From parallel paths to integrated journeys: Uniting generations through service

By: Andrew Adebayo
In Metro Atlanta, holiday breaks have become opportunities for intensive community building. “There’s a strong pattern of youth camps that has developed over the last two years,” says Maekaylia Jackson, a local youth serving on the Area Teaching Committee, a body coordinating teaching activities, and an animator for the Junior youth spiritual empowerment program in her neighborhood. These camps have evolved into dynamic spaces where youth serve as tutors, animators or facilitators of study circles, junior youth groups and children’s class teachers. In the center of intense activity, a core group of about eight youth maintains regular children’s classes and junior youth groups, while also planning community festivals. Their presence has created a foundation for sustainable community development, youth empowerment, and service projects.
According to Jackson, the youth camps have had a notable impact on intergenerational dynamics in the local Bahá’í community. Historically, Bahá’í activities in the Metro Atlanta area operated like many other communities: youth activities here, adult programs there, and limited intersection between the two. However, Jackson explained, Metro Atlanta has discovered that collective vitality emerges when these paths converge, and the area’s youth camps have subsequently become catalysts for integration and deeper connection between age groups.
In Jackson’s words, “There’s been such a focus on training at all levels…now, at our youth camps, all the volunteers that come from different communities, many of them older, understand what’s happening at the youth camp and there’s such a desire to share learning and knowledge, but also hear from the youth.”
The shift began with activity planners creating spaces where elder community members can fully engage with and understand the educational process, rather than merely asking them to help with logistics. Jackson cites several other examples of this integration, such as a growing number of youth serving on Local Spiritual Assemblies, collaborative activity planning involving multiple generations, convening Parent Circles during activities in order to provide a dedicated space for caregivers to discuss their child’s spiritual education, and other shared learning spaces where experience and fresh perspectives can meet regularly.
Developing Youth-led Spaces on Bahá’í Elections
What exactly is the Bahá’í electoral process? How does it channel principles of unity and justice? What are the barriers to universal participation in Bahá’í elections? How can participating in Bahá’í elections foster a sense of spiritual responsibility and collective ownership for community development? In what ways are Bahá’í elections helping us transcend traditional concepts of power and leadership? Questions such as these, ranging from the procedural to the profound, are being explored in another recent Metro Atlanta youth initiative that has culminated in a series of learning spaces dedicated to understanding the distinctive character of Bahá’í elections.
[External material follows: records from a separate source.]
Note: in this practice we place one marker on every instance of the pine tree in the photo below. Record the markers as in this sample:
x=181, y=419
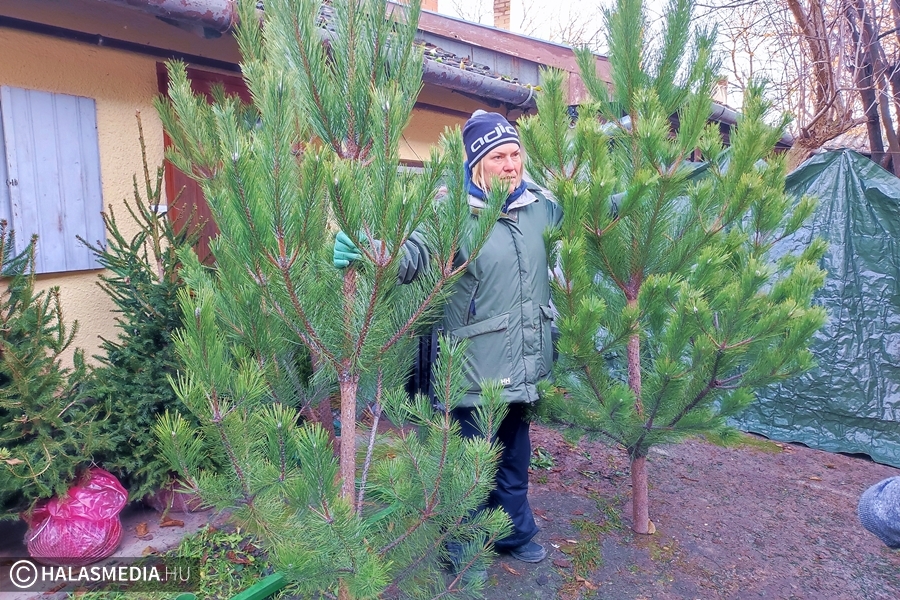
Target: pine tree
x=47, y=433
x=317, y=151
x=132, y=378
x=678, y=291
Notably, these activities emerged organically from a “Ruhi Book 8: The Covenant of Bahá’u’lláh” study circle conducted among area youth in which participants realized a need for deepening on specific aspects of Bahá’í electoral participation. Recognizing that many of their peers, especially college students managing address changes and other transitions, might benefit from greater clarity about electoral procedures; they first organized a youth-focused learning space during Ridván 2024.
The impact of this study session resonated deeply across the cluster, and generated broad enthusiasm for the youth’s initiative to improve engagement with the electoral process. Building on this success, the spaces expanded beyond their initial youth focus to serve the broader community with a series of all-age community spaces centered on enhancing electoral participation in preparation for Unit Convention.
Drawing directly from Book 8’s material, these spaces created opportunities for collaborative study of both the principles and processes of Bahá’í elections, demonstrating how systematic learning about Bahá’í institutions can give rise to concrete action and small steps forward that strengthen the community’s collective capacity for service and spiritual governance.
“In context to the current political election for our country, I’ve been finding it very exciting to just think about the uniqueness of the Bahá’í election voting process,” says Jackson. “I’m excited for more people to have that sort of conviction about being a part of [Bahá’í elections] and why it’s important.”